In addition to Gnomon models for protein-coding, long non-coding RNA and pseudogenes, EGAP integrates models from additional sources: (i) curated RefSeq transcripts (see below), (ii) miRNAs imported from miRBase (27), (iii) tRNAs predicted using the tRNAscan-SE tool (28) and (iv) rRNAs, small nucleolar RNAs (snoRNAs), small nuclear RNAs (snRNAs) and other short non-coding RNA (ncRNA) types identified through searches of eukaryotic RFAM HMMs against the genome using the Infernal’s cmsearch tool (29,30). Models from different sources are evaluated for overlap and supporting evidence and consolidated into a non-redundant set of high-quality models. Alternatively spliced genes may be represented by integrating a combination of curated RefSeq transcripts and Gnomon models backed by a single full-length transcript or RNA-Seq reads from a single BioSample. Stable identifiers for genes (GeneID Dbxrefs), model transcripts and proteins from Gnomon and Rfam (XM_, XR_ or XP_ accession prefixes) and curated RefSeq transcripts and proteins (NM_, NR_ or NP_ prefixes) are assigned and tracked across assembly and annotation updates for a species to ensure FAIR (Findable, Accessible, Interoperable, Reuseable) (31) data access.
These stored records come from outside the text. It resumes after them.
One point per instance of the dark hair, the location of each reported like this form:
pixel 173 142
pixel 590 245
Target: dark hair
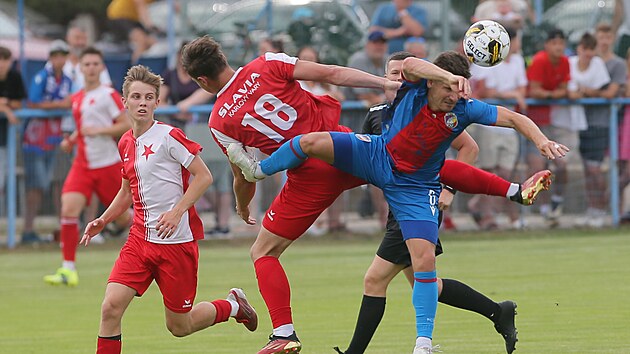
pixel 588 41
pixel 90 50
pixel 453 62
pixel 400 56
pixel 5 53
pixel 203 57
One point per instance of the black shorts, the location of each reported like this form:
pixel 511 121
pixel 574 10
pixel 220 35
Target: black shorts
pixel 394 249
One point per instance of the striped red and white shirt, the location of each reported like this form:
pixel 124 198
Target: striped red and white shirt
pixel 96 108
pixel 155 164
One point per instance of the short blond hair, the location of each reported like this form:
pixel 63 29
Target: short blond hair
pixel 143 74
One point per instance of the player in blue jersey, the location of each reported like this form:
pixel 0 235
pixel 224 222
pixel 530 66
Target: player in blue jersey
pixel 431 109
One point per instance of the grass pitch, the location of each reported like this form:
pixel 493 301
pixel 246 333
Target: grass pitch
pixel 572 290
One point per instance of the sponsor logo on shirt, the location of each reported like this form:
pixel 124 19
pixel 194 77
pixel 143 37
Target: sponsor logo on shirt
pixel 363 137
pixel 450 119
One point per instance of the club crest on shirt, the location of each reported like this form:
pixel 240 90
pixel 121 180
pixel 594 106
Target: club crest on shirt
pixel 450 119
pixel 363 137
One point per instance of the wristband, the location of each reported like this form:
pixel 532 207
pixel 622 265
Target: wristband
pixel 450 189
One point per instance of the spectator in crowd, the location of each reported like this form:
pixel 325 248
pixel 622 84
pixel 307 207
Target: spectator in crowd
pixel 145 44
pixel 12 93
pixel 618 73
pixel 417 46
pixel 499 147
pixel 77 40
pixel 548 76
pixel 511 13
pixel 589 78
pixel 180 90
pixel 100 118
pixel 372 60
pixel 334 212
pixel 399 20
pixel 300 28
pixel 621 26
pixel 49 89
pixel 124 15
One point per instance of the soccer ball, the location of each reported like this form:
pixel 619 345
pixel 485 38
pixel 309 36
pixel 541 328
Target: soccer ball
pixel 486 43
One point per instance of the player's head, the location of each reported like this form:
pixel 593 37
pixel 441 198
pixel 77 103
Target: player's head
pixel 91 63
pixel 141 92
pixel 393 68
pixel 441 96
pixel 586 47
pixel 204 61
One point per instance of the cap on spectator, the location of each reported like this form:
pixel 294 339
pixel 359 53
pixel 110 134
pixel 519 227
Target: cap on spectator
pixel 377 36
pixel 58 46
pixel 555 33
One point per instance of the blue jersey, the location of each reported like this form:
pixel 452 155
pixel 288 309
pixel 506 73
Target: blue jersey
pixel 417 138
The structural annotation produced by EGAP is enriched with functional information including nomenclature for genes and proteins. RefSeq relies on nomenclature authorities such as HUGO Gene Nomenclature Committee (HGNC) (32), Mouse Genome Informatics (MGI) (33) and Rat Genome Database (RGD) (34) as primary sources for gene symbols and descriptions (see the ‘Collaborations’ section below). For organisms lacking a dedicated nomenclature entity, EGAP assigns appropriate names based on orthologs computed versus a well annotated reference organism using a process based on protein alignments and local synteny (https://www.ncbi.nlm.nih.gov/kis/info/how-are-orthologs-calculated/). RefSeq is currently expanding the taxonomic scope of ortholog calculations beyond vertebrates and arthropods to a larger set of organisms across the tree of life. These efforts will not only enhance gene nomenclature for RefSeq annotations but also facilitate comparative genomics analyses. UniProtKB/SwissProt (35) is used as the authority for protein names where available, either through orthology or homology alignments.
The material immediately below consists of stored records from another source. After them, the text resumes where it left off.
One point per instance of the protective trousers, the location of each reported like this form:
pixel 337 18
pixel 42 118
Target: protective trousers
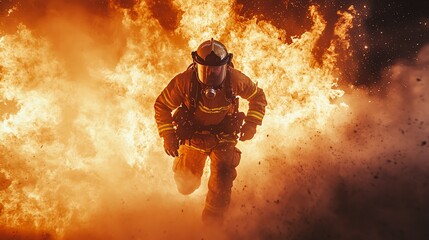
pixel 189 165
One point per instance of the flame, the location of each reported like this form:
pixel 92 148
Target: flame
pixel 63 140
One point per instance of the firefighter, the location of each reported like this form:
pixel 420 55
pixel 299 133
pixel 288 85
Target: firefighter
pixel 206 123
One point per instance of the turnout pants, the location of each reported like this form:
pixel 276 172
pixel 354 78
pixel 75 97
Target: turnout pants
pixel 189 165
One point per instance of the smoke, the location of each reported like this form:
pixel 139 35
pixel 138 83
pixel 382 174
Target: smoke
pixel 364 178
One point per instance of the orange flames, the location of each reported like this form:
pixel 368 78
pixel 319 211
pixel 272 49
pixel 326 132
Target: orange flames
pixel 75 127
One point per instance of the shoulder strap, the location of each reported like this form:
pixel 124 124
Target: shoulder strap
pixel 194 93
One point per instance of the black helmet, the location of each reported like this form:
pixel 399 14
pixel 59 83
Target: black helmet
pixel 211 59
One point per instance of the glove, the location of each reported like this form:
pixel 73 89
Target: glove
pixel 171 144
pixel 247 131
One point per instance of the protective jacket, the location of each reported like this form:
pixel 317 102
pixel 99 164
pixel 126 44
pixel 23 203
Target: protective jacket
pixel 209 111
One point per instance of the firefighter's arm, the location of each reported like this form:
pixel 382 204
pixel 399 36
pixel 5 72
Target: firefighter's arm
pixel 169 99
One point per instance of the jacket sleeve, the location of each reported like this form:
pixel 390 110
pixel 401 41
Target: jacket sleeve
pixel 169 99
pixel 250 91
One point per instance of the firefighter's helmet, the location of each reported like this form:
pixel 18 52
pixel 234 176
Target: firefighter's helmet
pixel 211 60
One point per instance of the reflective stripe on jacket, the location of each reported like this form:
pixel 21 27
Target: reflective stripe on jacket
pixel 208 112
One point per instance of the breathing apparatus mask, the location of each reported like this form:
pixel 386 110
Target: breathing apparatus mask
pixel 211 63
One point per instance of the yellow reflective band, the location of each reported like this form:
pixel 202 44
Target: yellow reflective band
pixel 255 114
pixel 168 125
pixel 167 99
pixel 165 128
pixel 195 148
pixel 160 131
pixel 214 209
pixel 254 93
pixel 225 140
pixel 212 110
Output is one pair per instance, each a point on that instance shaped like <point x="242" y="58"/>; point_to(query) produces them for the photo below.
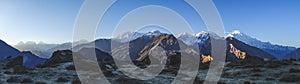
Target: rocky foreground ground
<point x="238" y="72"/>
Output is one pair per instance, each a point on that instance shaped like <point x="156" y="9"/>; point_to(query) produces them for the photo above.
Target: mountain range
<point x="142" y="45"/>
<point x="29" y="59"/>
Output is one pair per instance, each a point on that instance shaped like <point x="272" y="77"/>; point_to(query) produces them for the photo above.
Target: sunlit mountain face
<point x="245" y="56"/>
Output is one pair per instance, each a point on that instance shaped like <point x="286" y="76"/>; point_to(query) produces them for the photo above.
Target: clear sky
<point x="52" y="21"/>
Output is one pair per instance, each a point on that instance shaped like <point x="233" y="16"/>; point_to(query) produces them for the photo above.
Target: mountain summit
<point x="29" y="59"/>
<point x="276" y="50"/>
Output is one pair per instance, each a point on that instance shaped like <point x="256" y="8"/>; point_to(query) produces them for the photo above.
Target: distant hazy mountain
<point x="29" y="59"/>
<point x="249" y="50"/>
<point x="45" y="50"/>
<point x="278" y="51"/>
<point x="295" y="54"/>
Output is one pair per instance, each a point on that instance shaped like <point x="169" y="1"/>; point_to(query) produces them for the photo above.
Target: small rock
<point x="290" y="78"/>
<point x="62" y="79"/>
<point x="13" y="80"/>
<point x="76" y="81"/>
<point x="40" y="83"/>
<point x="71" y="67"/>
<point x="27" y="80"/>
<point x="293" y="70"/>
<point x="20" y="70"/>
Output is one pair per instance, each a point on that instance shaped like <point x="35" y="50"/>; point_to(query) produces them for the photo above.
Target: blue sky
<point x="52" y="21"/>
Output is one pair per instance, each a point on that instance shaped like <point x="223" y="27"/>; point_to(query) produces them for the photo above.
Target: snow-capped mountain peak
<point x="201" y="34"/>
<point x="236" y="32"/>
<point x="276" y="50"/>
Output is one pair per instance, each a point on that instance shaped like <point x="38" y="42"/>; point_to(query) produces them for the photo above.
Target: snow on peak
<point x="155" y="31"/>
<point x="201" y="34"/>
<point x="236" y="32"/>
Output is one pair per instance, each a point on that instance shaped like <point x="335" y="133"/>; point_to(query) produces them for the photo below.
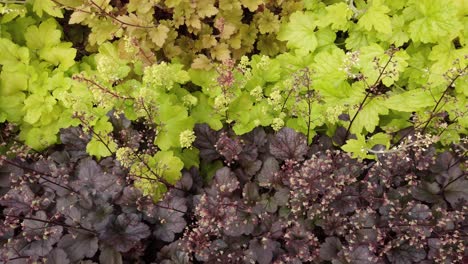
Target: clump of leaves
<point x="61" y="206"/>
<point x="282" y="201"/>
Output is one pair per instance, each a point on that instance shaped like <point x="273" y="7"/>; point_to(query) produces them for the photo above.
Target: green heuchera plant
<point x="196" y="32"/>
<point x="365" y="73"/>
<point x="36" y="66"/>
Annotation quality is assessed based on alignment quality and incorporation into gene models, expected counts of protein coding genes and orthologs, fraction of gene models based in part or entirely on ab initio prediction and alignment of proteins compared to reference sets derived from UniProtKB/SwissProt, FlyBase (36) or other sources. Genomes with a high rate of models with frameshifts or internal stop codons (>10% of protein-coding genes) are generally excluded from the RefSeq dataset and reported back to the genome submitter for improvement. BUSCO (37) is a popular tool for assessing quality, and is run on all EGAP annotations in ‘protein’ mode using one longest protein per protein-coding gene and assessing completeness and duplication rates in the final RefSeq annotation dataset compared to the closest available BUSCO lineage dataset. In protein mode, BUSCO provides an assessment of a combination of the genome and RefSeq annotation quality. More than half of current EGAP annotations have a completeness score of 98% or higher, with a mean of 97.3%, providing an independent metric for the overall quality of EGAP annotations. Note, BUSCO scores are best interpreted relative to related genomes and species. For some genomes, BUSCO scores may be artificially low due to significant evolutionary divergence from the organisms included in the preparation of the BUSCO reference set.
Fungi, protozoa and other model organisms
NCBI uses the Eukaryotic Annotation Propagation Pipeline to broaden the coverage of annotated eukaryotes in RefSeq by leveraging good-quality annotations archived in GenBank. This pipeline propagates user-submitted annotations to RefSeq, applying logic to enhance the quality of the original annotation, resulting in standardized formatting and improved product names. The genomes in this group include eukaryotes that are significant for research related to diseases (primarily fungi, protozoa and select protostomia) and model organisms with actively curated annotations from Model Organism Databases including Arabidopsis thaliana (TAIR) (38), Caenorhabditis elegans (WormBase) (39), Drosophila melanogaster (FlyBase) (36), Saccharomyces cerevisiae (SGD) (40) and Schizosaccharomyces pombe (PomBase) (41).
Fungi assemblies selected for promotion to the RefSeq collection usually represent one genome per species; however, in clades with more genetic diversity below species level (e.g. variety and forma specialis) more assemblies are selected. The selection process currently involves evaluation of parameters including verification of taxonomic identity, contamination, annotation coverage and assembly quality metrics including contig counts and N50 lengths. Taxonomic identity is verified by leveraging type material (the specimen upon which a new species description is based) sequences as references and a combination of the following methods: phylogenetic placement in a protein distance tree (https://github.com/ncbi/tree-tool), in a whole genome k-mer tree, average nucleotide identities and marker loci identities. Annotation coverage is evaluated against the fungi BUSCO dataset (fungi_odb10), and we avoid selecting assemblies that score with fewer than 90% complete genes or >10% duplicates.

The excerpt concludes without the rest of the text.